On Being An Adult

I exercised my phone a friend option on Tuesday night.

I had to do a series of 3 things related to Gabriel's loss and a new baby, and they were going to hurt. Frankly, I didn't want to do any of them. Crawling into a hole and pulling the turf back over my head was looking like a reasonable and viable option.

So I called this old teacher/mentor/friend of mine and I said "L. tell me I have to be a grown-up. Tell me I have to suck it up and do these things. Tell me I need to dig deep and be an adult."

And I suppose what I was looking forward to was someone telling me that I simply had to do these things. That it was a part of being a grown-up. That doing this was like picking a funeral home and planning the funeral. It simply had to be done. And while I would have liked to stick my fingers in my ears and shout "la, la, la", that wasn't an option. Dig a bit deeper and get it done.

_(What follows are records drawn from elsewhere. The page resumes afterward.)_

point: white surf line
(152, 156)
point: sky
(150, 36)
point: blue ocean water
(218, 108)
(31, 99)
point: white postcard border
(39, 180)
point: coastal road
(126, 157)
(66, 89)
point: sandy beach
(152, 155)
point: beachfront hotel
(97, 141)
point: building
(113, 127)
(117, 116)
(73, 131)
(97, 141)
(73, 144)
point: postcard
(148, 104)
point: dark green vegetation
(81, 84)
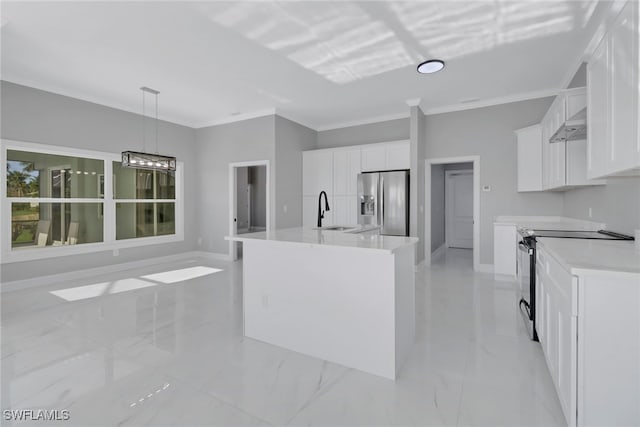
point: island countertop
(367, 240)
(580, 256)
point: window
(59, 201)
(136, 214)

Perhaps the most frustrating thing was that Mr. Spit and I were going to do these terribly difficult things, and no one around us was going to know that they were hard. Certainly, the most painful, galling thing about baby loss is that it is so hidden. Today I will go downstairs and I will order flowers for a new baby. On Sunday, I will sit in church, and I will hold Mr. Spit's hand, and I will know how painful it is for him to watch a father announce a baby. And in that moment, just the two of us, we will be left behind, forsaken in this dead baby world. And if you are going to do a terribly difficult thing, it is a good thing to hear a well done afterwards. And Mr. Spit and I, we don't hear well done.

And I needed my friend to tell me, I had to be a grown up. I had to do these things because it was, for lack of better words, our lot in life. And however unfair, however tragic, it was what we had to do. It wasn't right or fair, but it is what it is.

She actually didn't tell me that I had to be a grown up. She told me I was sending flowers to a new baby at the same time I was arranging flowers for the altar for my dead son, because that was the kind of person I chose to be. I wanted to be. That I was choosing grace and mercy and kindness, even when I did not completely feel it, because I believed in those things. I was choosing to show those things, because I want the world to be a particular kind of place. Because it is a form of obedience to God, and because it is, put simply, the right thing to do.

I have realized, I cannot change Gabriel's death. I cannot wave my hands and scream and make things better. But I can, in the midst of this still terrible time, chose how I react. And even when that choice is hidden, and no one knows what it cost, no one around us knows how terrible and painful these things are, I can choose my conduct.

It is hard today, it will be hard tomorrow, and I am beginning to learn, in some sense it will be hard forever. But I choose. Perhaps that makes it easier.